Ce phénomène donne l’opportunité de repenser à nouveaux frais le sens du mot « libre », dans « libre accès » aux savoirs, en cherchant à mieux identifier les libertés – celles indissociablement liées des auteurs et lecteurs – nécessaires à la recherche et à l’enseignement en SHS.

URL https://rfsic.revues.org/3194

Qui dépose quoi sur Hal-SHS ? Pratiques de dépôts en libre accès en sciences humaines et sociales

Auteurs/Authors : Annaïg Mahé, Camille Prime-Claverie

Hal-SHS est la partie de la plateforme française HAL pour les sciences humaines et sociales où la production scientifique des chercheurs peut être rendue visible par le dépôt de notices de documents, et éventuellement librement accessible par le dépôt de fichiers associés.

Afin de comprendre qui dépose quoi, nous avons moissonné un corpus de 336 160 enregistrements à partir de l’entrepôt OAI de Hal-SHS correspondant aux notices déposées sur la plateforme depuis ses débuts, en 2002, jusqu’à 2016 inclus.
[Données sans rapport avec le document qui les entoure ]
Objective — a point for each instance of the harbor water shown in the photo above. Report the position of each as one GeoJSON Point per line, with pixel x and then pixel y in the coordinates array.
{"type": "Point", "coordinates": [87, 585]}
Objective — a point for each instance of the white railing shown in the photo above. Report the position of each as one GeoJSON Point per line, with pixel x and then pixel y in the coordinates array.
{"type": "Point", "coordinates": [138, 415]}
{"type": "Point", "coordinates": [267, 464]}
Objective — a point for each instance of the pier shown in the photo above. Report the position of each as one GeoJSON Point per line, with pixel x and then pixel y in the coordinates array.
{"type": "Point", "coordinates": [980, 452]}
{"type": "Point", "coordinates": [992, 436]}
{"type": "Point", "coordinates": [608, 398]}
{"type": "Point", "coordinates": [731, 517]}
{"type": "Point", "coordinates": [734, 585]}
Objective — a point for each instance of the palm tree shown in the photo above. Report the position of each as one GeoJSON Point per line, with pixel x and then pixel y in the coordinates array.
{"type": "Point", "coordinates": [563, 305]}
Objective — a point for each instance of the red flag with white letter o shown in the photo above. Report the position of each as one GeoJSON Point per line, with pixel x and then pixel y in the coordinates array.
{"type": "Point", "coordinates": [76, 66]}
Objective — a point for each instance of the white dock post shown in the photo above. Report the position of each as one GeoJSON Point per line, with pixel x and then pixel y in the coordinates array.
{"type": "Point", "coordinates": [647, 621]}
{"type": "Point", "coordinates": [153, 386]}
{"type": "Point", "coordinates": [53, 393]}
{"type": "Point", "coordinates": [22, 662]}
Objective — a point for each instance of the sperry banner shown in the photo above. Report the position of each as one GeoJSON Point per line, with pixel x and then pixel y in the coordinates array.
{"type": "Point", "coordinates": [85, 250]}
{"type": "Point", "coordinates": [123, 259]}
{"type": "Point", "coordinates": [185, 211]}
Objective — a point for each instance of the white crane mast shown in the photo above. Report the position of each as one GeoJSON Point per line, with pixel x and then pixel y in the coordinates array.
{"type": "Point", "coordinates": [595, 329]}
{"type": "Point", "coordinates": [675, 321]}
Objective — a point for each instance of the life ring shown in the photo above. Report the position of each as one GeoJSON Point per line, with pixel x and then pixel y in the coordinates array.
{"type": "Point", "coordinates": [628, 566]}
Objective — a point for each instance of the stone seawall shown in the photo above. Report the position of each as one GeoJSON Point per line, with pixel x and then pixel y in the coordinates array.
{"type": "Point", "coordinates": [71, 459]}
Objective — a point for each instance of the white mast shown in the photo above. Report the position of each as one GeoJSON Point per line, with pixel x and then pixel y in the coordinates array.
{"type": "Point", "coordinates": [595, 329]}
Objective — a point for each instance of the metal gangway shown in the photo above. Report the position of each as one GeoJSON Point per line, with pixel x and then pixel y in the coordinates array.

Les analyses statistiques effectuées sur ces données nous ont permis d’observer une forte implication des chercheurs dans l’auto-archivage et des différences disciplinaires qui se traduisent par des logiques de dépôts contrastées (communication scientifique directe, archivage, recensement et référencement).

Au final, l’étude fait apparaître que la plateforme est davantage utilisée en tant qu’outil de mise en visibilité de la production scientifique, avec le texte intégral comme une simple option, différemment appréciée selon les disciplines.

URL : https://rfsic.revues.org/3315

Mesurer les dépenses d’APC : méthodologie et étude de cas. Approche comparée Aix Marseille Université – Université de Lorraine

Auteurs/Authors : Marlène Delhaye, Jean-François Lutz

Souvent abusivement désigné comme le modèle « auteur-payeur », l’open access gold est généralement financé en amont par les institutions d’enseignement supérieur et de recherche qui éditent et diffusent les revues.

De fait, le DOAJ (Directory of Open Access Journals) recense 67 % de revues en open access – dont la RFSIC – ne demandant aucun frais de publication aux auteurs. Le tiers de revues restant s’appuyant sur le paiement par les auteurs – ou leur institution de rattachement le plus souvent – de frais de traitement (Article Processing Charges, APC) pour assurer la diffusion ouverte des articles que celles-ci ont accepté de publier.

À ces revues s’ajoutent les revues traditionnellement disponibles sur abonnement qui proposent une option de diffusion en open access à l’article : il s’agit du modèle de l’open access « hybride ».

Le suivi de l’évolution des coûts engendrés par l’open access gold aussi bien que par l’open access hybride suscite un intérêt depuis la fin des années 2000. Il devient crucial dans certains pays (Royaume-Uni) à compter de 2012 et est désormais un enjeu reconnu à l’échelon européen. Après avoir présenté l’état de la réflexion européenne dans le domaine du suivi des dépenses d’APC, l’étude s’attache à présenter trois méthodes de suivi qui peuvent être mises en place au sein d’établissements d’enseignement supérieur et de recherche : utilisation d’une base de données bibliographique ; sollicitation des éditeurs et recours au logiciel comptable. Ces méthodes ont été appliquées à deux universités (Aix-Marseille Université et l’Université de Lorraine) sur des données allant de deux à trois années (2013-2015).

L’article présente de premiers résultats qui permettent d’identifier et de discuter des forces et des faiblesses de chacune des approches méthodologiques évoquées.